3. The attempt at a solution

If I say that $$\int g(x,k) dx = H(x,k)$$

$$\int^{\theta}_0 g(x,k) dx = H(\theta,k) - H(0,k)$$

Then is $$\frac{\partial G}{\partial \theta} = \frac{\partial H(\theta,k)}{\partial \theta}=g(\theta,k)$$
?

2. Jun 12, 2010

### vela

Staff Emeritus
Yup.

3. Jun 13, 2010

### HallsofIvy

That is "correct" but your derivation is more complicated than necessary! By the fundamental theorem of calculus, the derivative with respect to $\theta$ is just $g(\theta, k)$.

Lagrange's formula is an extension of the fundamental theorem of calculus:
$$\frac{d}{dx}\int_{\alpha(x)}^{\beta(x)} f(x, t) dt= f(x, \beta(x))}\frac{d\beta}{dx}- f(x, \alpha(x))\frac{d\alpha}{dx}+ \int_{\alpha(x)}^{\beta(x)} \frac{\partial f}{\partial x}dt$$.

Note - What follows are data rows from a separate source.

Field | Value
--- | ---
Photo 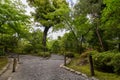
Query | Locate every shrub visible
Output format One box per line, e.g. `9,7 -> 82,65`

93,52 -> 115,72
0,50 -> 5,56
112,53 -> 120,74
65,52 -> 74,58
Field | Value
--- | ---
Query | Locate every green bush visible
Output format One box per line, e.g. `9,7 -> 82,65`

93,52 -> 115,72
93,52 -> 120,74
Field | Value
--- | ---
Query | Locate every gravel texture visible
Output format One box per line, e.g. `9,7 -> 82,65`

9,55 -> 86,80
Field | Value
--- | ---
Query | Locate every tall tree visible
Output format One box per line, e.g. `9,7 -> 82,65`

28,0 -> 69,51
101,0 -> 120,51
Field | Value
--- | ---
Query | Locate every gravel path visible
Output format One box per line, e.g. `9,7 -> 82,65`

9,55 -> 85,80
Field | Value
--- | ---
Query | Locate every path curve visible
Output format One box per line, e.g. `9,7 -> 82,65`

9,55 -> 85,80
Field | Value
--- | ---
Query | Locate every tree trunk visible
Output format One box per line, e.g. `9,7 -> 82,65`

118,43 -> 120,52
96,27 -> 104,51
42,27 -> 50,52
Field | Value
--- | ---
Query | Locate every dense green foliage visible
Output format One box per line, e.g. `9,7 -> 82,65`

93,52 -> 120,74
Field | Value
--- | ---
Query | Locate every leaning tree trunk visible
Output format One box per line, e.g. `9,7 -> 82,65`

42,27 -> 50,52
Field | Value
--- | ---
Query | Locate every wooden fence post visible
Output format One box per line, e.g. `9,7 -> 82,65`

89,55 -> 95,76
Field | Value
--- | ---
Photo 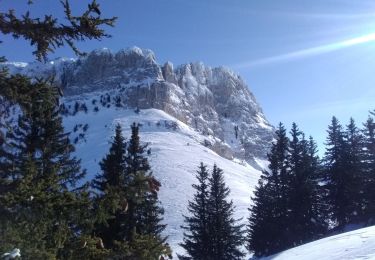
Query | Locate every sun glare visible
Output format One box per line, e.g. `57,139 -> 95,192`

236,33 -> 375,68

Since $\theta$ only appears in the upper limit of the integral, the derivative with respect to $\theta$ is just
$$f(\theta, k)\frac{d\theta}{d\theta}= f(\theta, k)$$

and the derivative with respect to k is just
$$\int_0^\theta \frac{\partial f}{\partial k} dx$$

4. Jun 13, 2010

### Gregg

That's clearer now, thank you.